All classification metrics follow a unified API. The average parameter explicitly controls Reporting Differences (RD) such as micro, macro, or weighted aggregation.

# 📈 Regression Example

```python
from allmetrics.regression import mean_absolute_error

y_true = [3.2, 2.8, 4.1, 5.0]

y_pred = [2.9, 3.0, 3.8, 5.3]

mae = mean_absolute_error(
    y_true,
    y_pred,
    check_outliers=True,
    check_distribution=True
)

print("MAE:", mae)
```

Key point:

Built-in validation can automatically detect issues such as abnormal distributions, outliers, or invalid numeric values before computing the metric.

# 🧠 Segmentation Example (2D/3D)

```python
import numpy as np

from allmetrics.segmentation import dice_score

# Example 2D masks
y_true = np.array([[1, 1, 0], [0, 1, 0]])

y_pred = np.array([[1, 0, 0], [0, 1, 1]])

dice = dice_score(
    y_true,
    y_pred,
    mode="binary",         # multi-class also supported
    ignore_background=True,
    check_empty_masks=True
)

print("Dice Score:", dice)
```

Key point:

AllMetrics supports 2D and 3D segmentation evaluation, including metrics such as Dice, IoU, Hausdorff Distance, and ASSD, which are widely used in medical imaging.

# 📚 Supported Metrics
AllMetrics includes 50+ standardized evaluation metrics covering multiple machine learning tasks. The implementations follow consistent definitions and transparent evaluation assumptions.

## 📈 Regression

* mean_absolute_error

* mean_squared_error

* mean_bias_deviation

* r_squared

* r_squared(adjusted)

* mean_absolute_percentage_error

* symmetric_mean_absolute_percentage_error

* huber_loss

* relative_squared_error

* mean_squared_log_error

* log_cosh_loss

* explained_variance

* median_absolute_error

* max_error

* mean_tweedie_deviance

* mean_pinball_loss

## 📊 Classification

* accuracy_score

* precision_score

* recall_score

* balanced_accuracy

* matthews_correlation_coefficient

* cohens_kappa

* f1_score

* confusion_matrix

* fbeta_score

* jaccard_score

* log_loss

* hamming_loss

* top_k_accuracy

## 🌀 Clustering

* adjusted_rand_index

* normalized_mutual_info_score

* silhouette_score

* calinski_harabasz_index

* homogeneity_score

* completeness_score

* davies_bouldin_index

* mutual_information

* v_measure_score

* rand_score

* adjusted_mutual_info_score

* fowlkes_mallows_score

## 🧠 Segmentation (2D/3D)

* dice_score

* iou_score

* sensitivity

* specificity

* precision

* hausdorff_distance

## 🖼️ Image-to-Image Translation

* ssim

* psnr

## 🧩 Library Design Principles

AllMetrics is designed around a set of principles aimed at ensuring reproducibility, transparency, and consistency in machine learning metric evaluation.

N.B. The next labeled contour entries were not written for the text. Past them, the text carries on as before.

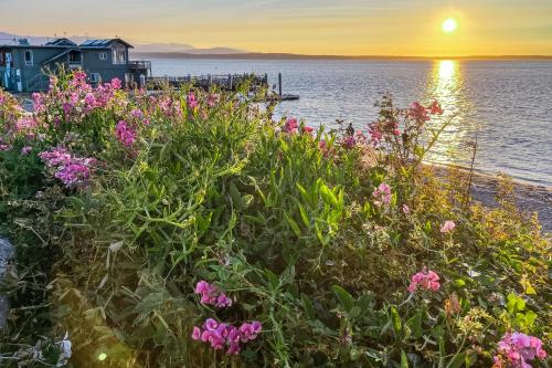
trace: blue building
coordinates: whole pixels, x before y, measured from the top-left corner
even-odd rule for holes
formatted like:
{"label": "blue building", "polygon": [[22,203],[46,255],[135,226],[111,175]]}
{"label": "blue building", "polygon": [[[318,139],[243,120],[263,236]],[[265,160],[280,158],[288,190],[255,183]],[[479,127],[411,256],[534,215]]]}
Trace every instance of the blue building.
{"label": "blue building", "polygon": [[49,74],[60,67],[83,70],[92,84],[117,77],[127,86],[151,75],[151,63],[130,61],[132,45],[120,39],[88,40],[76,44],[55,39],[43,45],[31,45],[24,39],[15,44],[0,44],[0,87],[12,92],[45,91]]}

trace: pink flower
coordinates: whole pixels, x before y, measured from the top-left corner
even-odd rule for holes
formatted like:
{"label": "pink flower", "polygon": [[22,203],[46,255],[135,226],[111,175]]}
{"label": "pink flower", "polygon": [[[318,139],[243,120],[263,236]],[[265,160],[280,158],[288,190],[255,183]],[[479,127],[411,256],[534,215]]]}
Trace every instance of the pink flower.
{"label": "pink flower", "polygon": [[302,127],[302,132],[305,132],[305,133],[312,133],[312,130],[315,130],[315,128],[311,126],[304,126]]}
{"label": "pink flower", "polygon": [[443,115],[443,108],[440,107],[440,104],[436,101],[434,101],[428,107],[429,113],[432,115]]}
{"label": "pink flower", "polygon": [[427,269],[424,267],[421,272],[412,276],[407,290],[410,293],[415,293],[418,288],[436,292],[439,287],[439,276],[435,272],[427,271]]}
{"label": "pink flower", "polygon": [[112,88],[114,88],[114,90],[120,90],[121,86],[123,86],[123,83],[120,82],[119,78],[113,78],[112,80]]}
{"label": "pink flower", "polygon": [[263,326],[256,320],[235,327],[231,324],[217,323],[213,318],[208,318],[203,324],[203,330],[193,327],[192,339],[209,343],[215,350],[221,350],[226,346],[227,355],[236,355],[241,351],[241,344],[256,339],[262,329]]}
{"label": "pink flower", "polygon": [[21,148],[21,156],[28,156],[32,150],[33,148],[31,146],[24,146]]}
{"label": "pink flower", "polygon": [[288,134],[295,134],[295,133],[297,133],[298,127],[299,127],[299,123],[297,122],[297,119],[290,117],[286,120],[286,124],[284,125],[283,130],[285,133],[288,133]]}
{"label": "pink flower", "polygon": [[389,206],[391,203],[391,187],[385,182],[382,182],[378,188],[374,189],[372,196],[374,198],[375,206]]}
{"label": "pink flower", "polygon": [[217,94],[210,94],[208,96],[208,106],[213,107],[214,105],[216,105],[219,103],[219,98],[220,96]]}
{"label": "pink flower", "polygon": [[144,116],[144,113],[141,112],[141,109],[135,108],[130,112],[130,116],[136,118],[136,119],[139,119]]}
{"label": "pink flower", "polygon": [[120,120],[115,126],[115,137],[125,146],[130,147],[136,141],[136,132],[128,126],[127,122]]}
{"label": "pink flower", "polygon": [[195,107],[198,107],[198,105],[200,104],[198,102],[198,99],[195,98],[195,95],[193,94],[193,92],[190,92],[188,94],[187,103],[188,103],[188,107],[190,107],[190,109],[195,109]]}
{"label": "pink flower", "polygon": [[542,341],[534,336],[522,333],[507,333],[497,344],[495,367],[531,367],[530,361],[544,359],[546,351],[542,348]]}
{"label": "pink flower", "polygon": [[445,223],[440,227],[440,232],[446,234],[452,232],[456,228],[456,223],[454,221],[445,221]]}
{"label": "pink flower", "polygon": [[199,340],[201,338],[201,329],[199,327],[193,327],[192,339]]}
{"label": "pink flower", "polygon": [[221,293],[219,287],[204,280],[198,282],[194,293],[201,295],[200,303],[203,305],[214,305],[217,308],[232,306],[232,299],[226,294]]}
{"label": "pink flower", "polygon": [[84,96],[84,103],[88,108],[93,108],[96,105],[96,97],[94,97],[93,93],[87,93],[86,96]]}
{"label": "pink flower", "polygon": [[353,136],[347,136],[343,139],[343,145],[349,149],[353,148],[357,145],[357,139]]}
{"label": "pink flower", "polygon": [[74,157],[63,148],[41,153],[39,157],[53,169],[54,177],[70,189],[85,187],[96,165],[94,158]]}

1. Standardized Metric Implementations All metrics are implemented using consistent mathematical definitions and verified mplementations. This minimizes Implementation Differences (ID) that often arise across different libraries.

2. Explicit ID/RD Control A core design concept of AllMetrics is the explicit distinction between:

    - **Implementation Differences (ID)**

    - **Reporting Differences (RD)**

Examples include:

* averaging strategies in classification

* handling of missing classes

* background handling in segmentation

* surface distance computation methods Making these assumptions explicit improves reproducibility and transparency in reported results.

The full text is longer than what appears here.